Thugs left - 5[/sblock]


----------



## Walking Dad (Apr 13, 2011)

Hagnim retreats a bit more before unleashing the winter on the nearest manner-lacking enemies.

 [sblock=OOC]
 5ft step to 11 B

Ice Bolt at 9D

 [sblock=Mini Stat Block]
Hagnim

 HP: 12/12
 AC: 19, Touch 13, Flat Footed 16
 Initiative: +3
 CMB: +1
 CMD: 14
 Fort: +5
 Ref: +3
 Will +6
 Speed 20'

 active spells:
 Endure Elements

 Spells prepared:
 0 - Detect Magic, Guidance, Light
 1 - Endure Elements, Magic Stone - Obscuring Mist

 Ice Bolt: 7/7
 +3 ; 1d4(p) / 1d4(cold

 Club (melee): +1 = +0 (BAB) +1 (Stat) (1d6+1)X2

 Perception +8

 dies at -16

 [/sblock][/sblock]


----------



## Herobizkit (Apr 13, 2011)

Daggal continues to deliver pain to the foolish humans.  He shakes his head as he notices the others incorrectly using the blunts of their weapons.









*OOC:*


Attack filthy hu-mon at G-12.


----------



## GandalfMithrandir (Apr 13, 2011)

Josef will again try to find a villager to try to knock out with the flat of his axe


----------



## Caim (Apr 14, 2011)

"If their hearts still beat at the end of this conflict we will heal them and hand them over to the guard." Aerodus replies as he looks at the fallen thug.
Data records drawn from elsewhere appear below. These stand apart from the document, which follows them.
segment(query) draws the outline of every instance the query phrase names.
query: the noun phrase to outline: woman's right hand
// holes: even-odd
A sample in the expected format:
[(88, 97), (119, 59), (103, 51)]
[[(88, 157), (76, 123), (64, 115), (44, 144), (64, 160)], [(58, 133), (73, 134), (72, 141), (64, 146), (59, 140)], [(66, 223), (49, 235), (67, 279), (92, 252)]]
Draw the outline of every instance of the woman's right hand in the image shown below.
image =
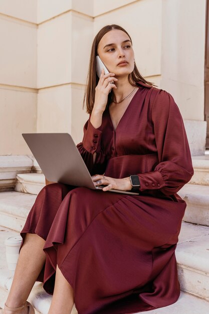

[sblock=OOC] I move to G10 and attack the thug there. I find it funny the only two lawful characters are actually dealing lethal damage.[/sblock]


----------



## Orius (Apr 15, 2011)

[sblock=ooc]Can I move to square I 11 without provoking an AoO?[/sblock]


----------



## HolyMan (Apr 15, 2011)

OCC: Yes a 5'step never provokes AoOs


----------



## renau1g (Apr 15, 2011)

"Grrr...stay back, last warning" the bugbear growls, holding his spear defensively.









*OOC:*


Total defense, try to intimidate them into standing down. 

Edit: Nat 20 now? a bit late dice roller


----------



## rangerjohn (Apr 17, 2011)

*Zeldana*

[sblock=OOC] Zeldana seeing the thugs not standing down, draws her moringstar.  [Delayed action last round.]  Then moves to 13 H and attacks 13 G.[/sblock]

Zeldana moves to engage one of the thugs.

[sblock=Mini Stat Block]
AC 16 HP 9[/sblock]


----------



## HolyMan (Apr 18, 2011)

*Combat Over*

Faster than the fight started it seems to be over. The party stands above a bunch of fallen thugs as two still slip and slide in Todarg's spell. As for the rest (including the big talker) they start to run off in all directions. 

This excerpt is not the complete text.